Кирилл Серебрянников: «Зритель платит за билет, чтобы получить максимум удовольствия. Сегодняшний массовый российский зритель, вкусивший все плоды общества потребления, точно знает, чего он хочет… И публика, полностью сформированная законами этого общества, вошла во вкус своих прав и ведет себя так, как ведет себя в ресторане, магазине, парикмахерской – как заказчик».

Тогда не согласился с другими только Олег Табаков. Не прошло и полгода. И вот Анатолий Смелянский рассказывает, как «Табаков «закрыл» в Художественном театре за несколько лет больше спектаклей, чем советская власть за несколько десятилетий. По соображениям не цензурным, а художественным – «это за деньги показывать нельзя».

Разве не то же самое происходит и с изданием методической литературы? Тот же курс на понижение, на прагматизацию, на парикмахерское обслуживание.
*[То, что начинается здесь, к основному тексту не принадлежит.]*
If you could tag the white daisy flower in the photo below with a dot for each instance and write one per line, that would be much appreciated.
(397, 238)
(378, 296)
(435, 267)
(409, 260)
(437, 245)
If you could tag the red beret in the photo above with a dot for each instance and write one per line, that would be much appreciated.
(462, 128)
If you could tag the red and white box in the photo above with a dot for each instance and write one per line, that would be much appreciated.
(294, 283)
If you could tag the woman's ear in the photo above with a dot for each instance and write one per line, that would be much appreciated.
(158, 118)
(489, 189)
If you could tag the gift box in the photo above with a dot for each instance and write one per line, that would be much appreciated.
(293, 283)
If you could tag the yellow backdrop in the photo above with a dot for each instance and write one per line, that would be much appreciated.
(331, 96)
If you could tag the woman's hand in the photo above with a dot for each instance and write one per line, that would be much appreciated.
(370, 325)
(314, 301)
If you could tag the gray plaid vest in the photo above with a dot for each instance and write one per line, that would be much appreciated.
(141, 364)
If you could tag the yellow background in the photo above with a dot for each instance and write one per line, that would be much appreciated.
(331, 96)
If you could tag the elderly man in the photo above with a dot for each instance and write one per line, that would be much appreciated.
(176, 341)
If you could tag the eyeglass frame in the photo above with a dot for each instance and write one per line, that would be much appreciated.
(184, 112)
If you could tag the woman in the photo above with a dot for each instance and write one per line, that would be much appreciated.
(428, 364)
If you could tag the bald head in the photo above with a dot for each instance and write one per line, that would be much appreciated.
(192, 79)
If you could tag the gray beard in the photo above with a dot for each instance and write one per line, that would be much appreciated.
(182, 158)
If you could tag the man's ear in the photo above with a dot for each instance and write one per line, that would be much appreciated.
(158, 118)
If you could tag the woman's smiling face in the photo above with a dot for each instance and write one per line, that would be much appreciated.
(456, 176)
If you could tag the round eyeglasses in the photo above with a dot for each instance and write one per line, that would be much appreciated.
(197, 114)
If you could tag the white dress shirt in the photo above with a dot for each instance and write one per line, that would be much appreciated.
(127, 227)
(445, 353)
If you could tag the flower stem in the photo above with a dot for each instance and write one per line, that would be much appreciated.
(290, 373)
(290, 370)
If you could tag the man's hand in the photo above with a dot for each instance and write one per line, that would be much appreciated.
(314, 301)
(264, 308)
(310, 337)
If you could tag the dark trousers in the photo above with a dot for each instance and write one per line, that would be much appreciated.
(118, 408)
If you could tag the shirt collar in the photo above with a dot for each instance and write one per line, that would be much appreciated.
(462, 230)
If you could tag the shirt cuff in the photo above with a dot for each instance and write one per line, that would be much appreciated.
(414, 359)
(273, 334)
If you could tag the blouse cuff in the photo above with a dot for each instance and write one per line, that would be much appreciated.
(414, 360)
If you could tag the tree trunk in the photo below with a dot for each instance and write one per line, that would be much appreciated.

Прежде были книги, в которых учителя рассказывали о своем личном опыте преподавания литературы. Назову книги Литивинова, Гуревича, Соболева, Горюхиной, Кленицкой, Ильина. Несколько таких книг написал я сам. Кстати, это был проверенный путь в методику. Это были разные книги. Но в них была достоверность конкретного живого опыта работы людей, которые видели класс не с задней парты, и уж тем более они не сочиняли свои методические прожекты лишь у себя дома за письменным столом, а изо дня в день смотрели в глаза своих учеников. Таких книг почти нет.

Прежде были книги по всем коренным вопросам преподавания литературы, об изучении прозы, поэзии, драматургии; о современном прочтении классики, о проблемном преподавании, о целостном анализе; об изучении языка художественных произведений и теории литературы; о внеклассном чтении и наглядности; о кино на уроках литературы и работе словесника с театром. И тоже остались лишь считанные единицы.

Я написал большую книгу, аналогов которой нет ни в русской дореволюционной, ни в советской, ни в постсоветской литературе. Она, как теперь говорят, эксклюзивна. На протяжении сорока лет я проводил сочинения старшеклассников о жизни, людях, с которыми они встречались, о себе и об отношении к прочитанным книгам. Так сложилась книга «Сочинения о жизни и жизнь в сочинениях». Особенно важным было для меня показать, как изменялись взгляды, отношение к прочитанному, к жизни, ценностям в тот огромный перелом в жизни страны, который произошел в последние двадцать лет. Это не сборник сочинений. Это анализ прочитанного мною за эти сорок лет, развернутый на огромном материале написанного учениками.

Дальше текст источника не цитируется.